Atheism in contemporary Theology

Jürgen Moltmann: on Ernst Bloch

"An interview with Jürgen Moltmann" by Miroslav Volf,
in Communities of faith and radical discipleship: Jürgen Moltmann and others,
edited by G. McLeod Bryan (Mercer University: Macon, Georgia 1986)

Volf: Recently, Ernst Bloch's Das Prinzip Hoffnung was translated into Croatian. Where do you see parallels and differences between Bloch's book and your Theology of Hope?
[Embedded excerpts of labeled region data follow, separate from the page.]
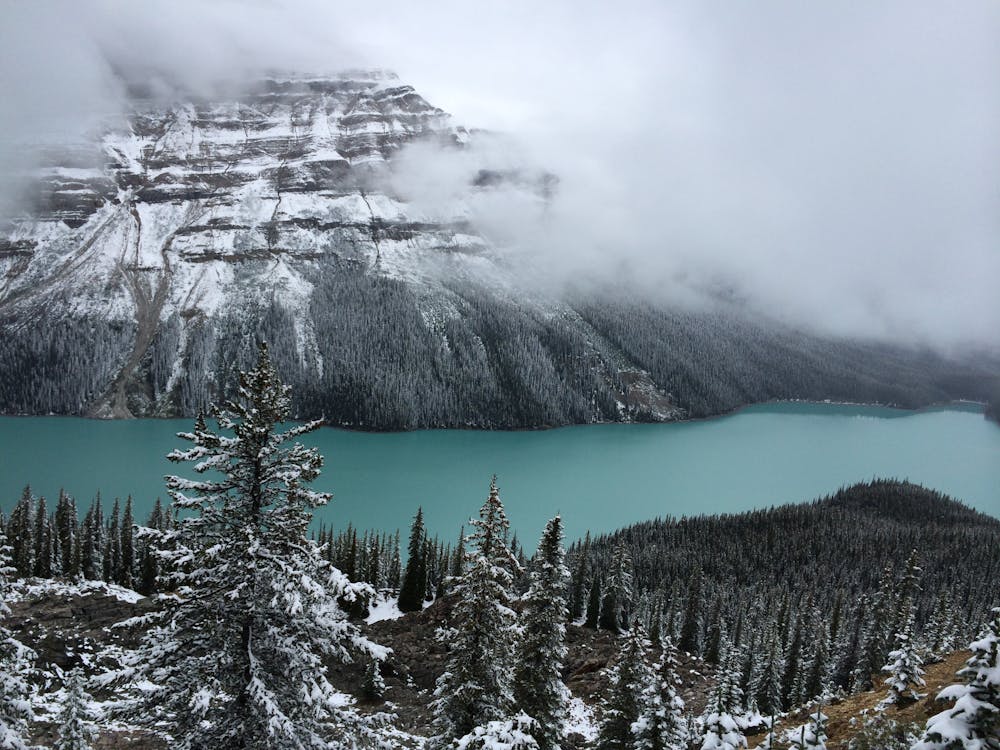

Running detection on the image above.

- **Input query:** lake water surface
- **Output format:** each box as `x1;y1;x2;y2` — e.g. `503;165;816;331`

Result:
0;403;1000;547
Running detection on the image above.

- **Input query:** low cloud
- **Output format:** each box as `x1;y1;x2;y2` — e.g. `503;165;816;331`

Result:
0;0;1000;346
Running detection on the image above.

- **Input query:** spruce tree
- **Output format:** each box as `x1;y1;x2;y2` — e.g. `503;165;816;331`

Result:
701;635;747;750
583;570;601;630
598;539;633;633
882;550;924;706
118;495;135;588
787;705;828;750
597;621;655;750
432;477;517;747
633;635;688;750
913;607;1000;750
52;667;97;750
399;508;427;612
514;516;570;750
115;345;384;750
677;568;702;655
56;490;80;578
0;528;34;750
881;615;925;706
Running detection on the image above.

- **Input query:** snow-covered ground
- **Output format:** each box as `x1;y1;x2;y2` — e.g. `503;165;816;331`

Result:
365;592;403;625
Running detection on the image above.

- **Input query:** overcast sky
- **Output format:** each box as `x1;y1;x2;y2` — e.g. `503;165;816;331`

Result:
0;0;1000;350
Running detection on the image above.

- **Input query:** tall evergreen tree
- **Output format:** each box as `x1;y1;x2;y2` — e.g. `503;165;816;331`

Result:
514;516;570;750
597;620;655;750
433;477;518;747
115;345;384;750
583;570;601;630
632;635;688;750
52;668;97;750
882;614;925;706
701;636;747;750
399;508;427;612
118;495;135;588
882;550;924;706
0;529;34;750
598;539;633;633
56;490;80;578
788;705;828;750
569;531;590;622
913;607;1000;750
677;568;702;655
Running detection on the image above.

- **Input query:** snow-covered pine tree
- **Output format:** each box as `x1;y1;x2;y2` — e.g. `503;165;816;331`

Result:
880;614;925;706
852;564;895;692
677;568;702;654
632;635;688;750
569;531;590;622
598;539;633;633
0;528;34;750
431;477;517;747
399;508;427;612
787;705;828;750
52;667;97;750
361;659;385;701
514;516;570;750
116;344;385;750
913;607;1000;750
597;621;654;750
454;712;539;750
881;550;924;706
750;625;785;715
118;495;135;588
701;635;747;750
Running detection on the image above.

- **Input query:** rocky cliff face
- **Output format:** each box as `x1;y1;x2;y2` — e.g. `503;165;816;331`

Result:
0;72;996;429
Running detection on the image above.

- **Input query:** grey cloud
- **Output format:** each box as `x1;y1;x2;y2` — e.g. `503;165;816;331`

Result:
0;0;1000;352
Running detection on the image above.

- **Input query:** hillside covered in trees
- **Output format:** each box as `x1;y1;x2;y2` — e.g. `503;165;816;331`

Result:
0;356;1000;750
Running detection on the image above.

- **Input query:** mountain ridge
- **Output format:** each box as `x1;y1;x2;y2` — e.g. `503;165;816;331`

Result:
0;72;1000;429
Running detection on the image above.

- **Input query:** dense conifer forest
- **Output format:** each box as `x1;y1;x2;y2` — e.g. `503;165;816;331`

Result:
0;348;1000;750
0;276;1000;430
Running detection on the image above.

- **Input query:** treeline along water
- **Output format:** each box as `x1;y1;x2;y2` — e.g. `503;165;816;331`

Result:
0;403;1000;539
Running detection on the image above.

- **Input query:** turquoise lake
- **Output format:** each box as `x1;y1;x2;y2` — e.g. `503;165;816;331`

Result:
0;403;1000;547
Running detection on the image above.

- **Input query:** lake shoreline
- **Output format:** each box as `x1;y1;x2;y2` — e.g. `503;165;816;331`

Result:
0;402;1000;538
0;398;984;435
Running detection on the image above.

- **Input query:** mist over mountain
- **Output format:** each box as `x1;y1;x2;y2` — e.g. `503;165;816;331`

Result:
0;1;1000;427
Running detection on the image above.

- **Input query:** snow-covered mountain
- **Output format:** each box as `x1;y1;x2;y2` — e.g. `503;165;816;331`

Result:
0;71;1000;428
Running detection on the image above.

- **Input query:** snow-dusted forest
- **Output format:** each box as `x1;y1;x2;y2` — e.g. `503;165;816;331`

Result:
0;347;1000;750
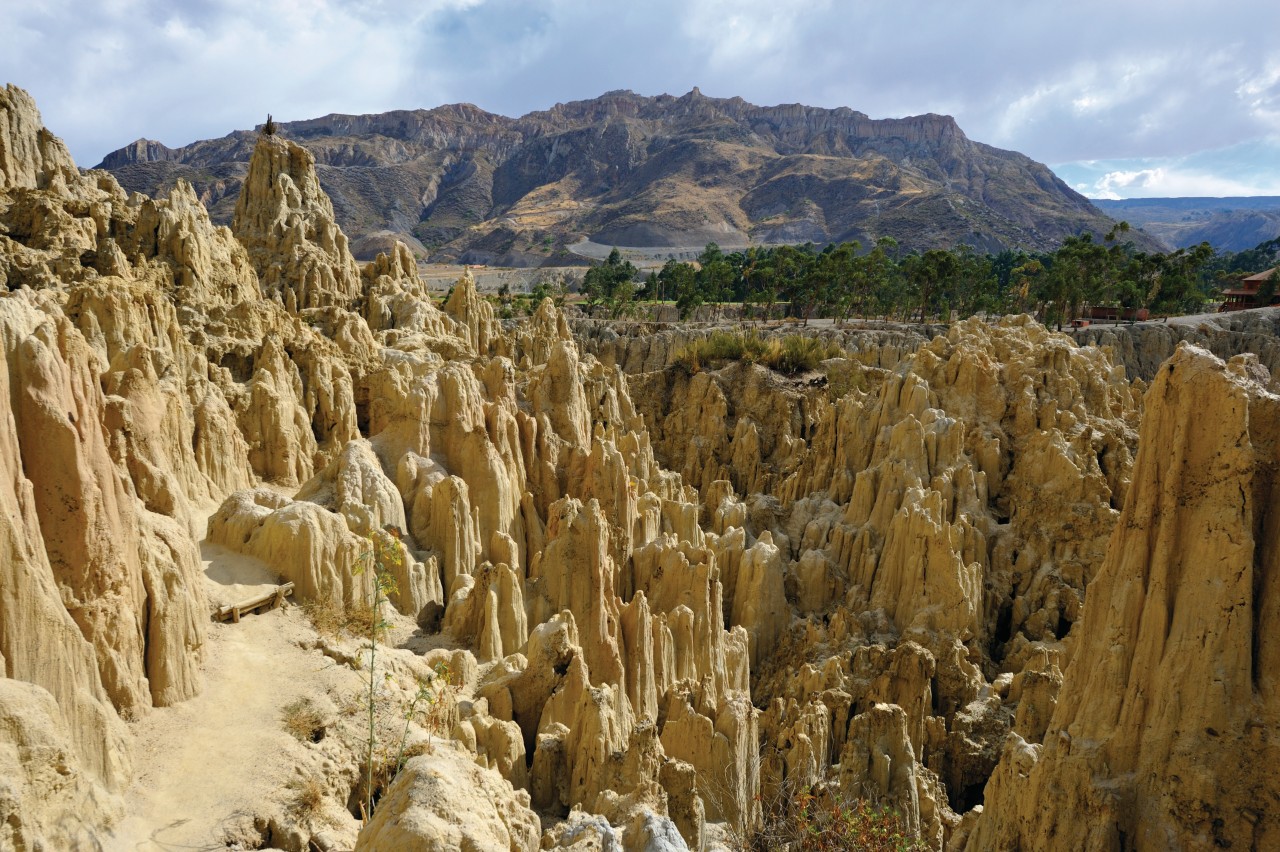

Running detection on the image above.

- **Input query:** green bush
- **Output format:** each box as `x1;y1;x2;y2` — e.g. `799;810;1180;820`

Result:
673;331;845;376
744;789;928;852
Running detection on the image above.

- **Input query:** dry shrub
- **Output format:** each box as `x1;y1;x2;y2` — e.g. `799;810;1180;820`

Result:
280;698;324;742
302;599;378;636
288;775;329;823
742;788;927;852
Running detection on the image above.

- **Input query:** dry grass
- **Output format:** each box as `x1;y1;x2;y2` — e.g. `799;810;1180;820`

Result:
280;698;324;742
302;591;376;636
288;775;329;823
673;331;847;375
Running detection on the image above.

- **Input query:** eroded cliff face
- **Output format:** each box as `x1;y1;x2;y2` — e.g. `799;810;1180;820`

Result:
0;81;1275;849
966;344;1280;849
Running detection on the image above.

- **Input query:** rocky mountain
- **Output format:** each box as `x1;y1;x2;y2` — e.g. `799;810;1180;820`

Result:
1093;196;1280;252
100;88;1110;266
0;78;1280;852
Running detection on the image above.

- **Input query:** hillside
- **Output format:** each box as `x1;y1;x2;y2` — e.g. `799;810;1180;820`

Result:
1093;196;1280;252
99;88;1136;266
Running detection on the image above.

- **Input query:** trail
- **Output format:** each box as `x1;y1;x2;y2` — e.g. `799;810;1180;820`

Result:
106;542;351;852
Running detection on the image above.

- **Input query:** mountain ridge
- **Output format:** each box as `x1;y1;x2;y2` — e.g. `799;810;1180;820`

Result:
99;88;1131;266
1094;196;1280;252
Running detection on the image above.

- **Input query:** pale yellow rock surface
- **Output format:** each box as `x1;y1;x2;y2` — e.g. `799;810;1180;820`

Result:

Moltmann: Commonality and parallels between the two books exist wherever Bloch thinks Jewish or messianic. His deepest roots, I believe, lie in the messianism of the Jewish tradition from which he unconsciously lives. This is especially obvious in his first book, Geist der Utopie. It ends with a prayer. Later he abandoned these religious-messianic overtones and sometimes appeared to be banally atheistic. We clarified our differences once in this way: In Das Prinzip Hoffnung Bloch speaks of transcending, but without transcendence; in Theology of Hope I speak of transcending with transcendence.

Bloch has written a book about atheism and Christianity [Atheism in Christianity (Continuum, 1972)]; it first appeared with the subtitle "Only an Atheist Can Be a Good Christian." I mentioned that it should be the other way around: only a Christian can be a good atheist. Bloch then used that statement as the second subtitle of his book. He meant that only an atheist who does not worship false religious and economic gods can be a good Christian. I meant that only a Christian who believes in the crucified Jesus is free from the pressure to create gods and idols for himself. On this issue Bloch and I have come near to each other.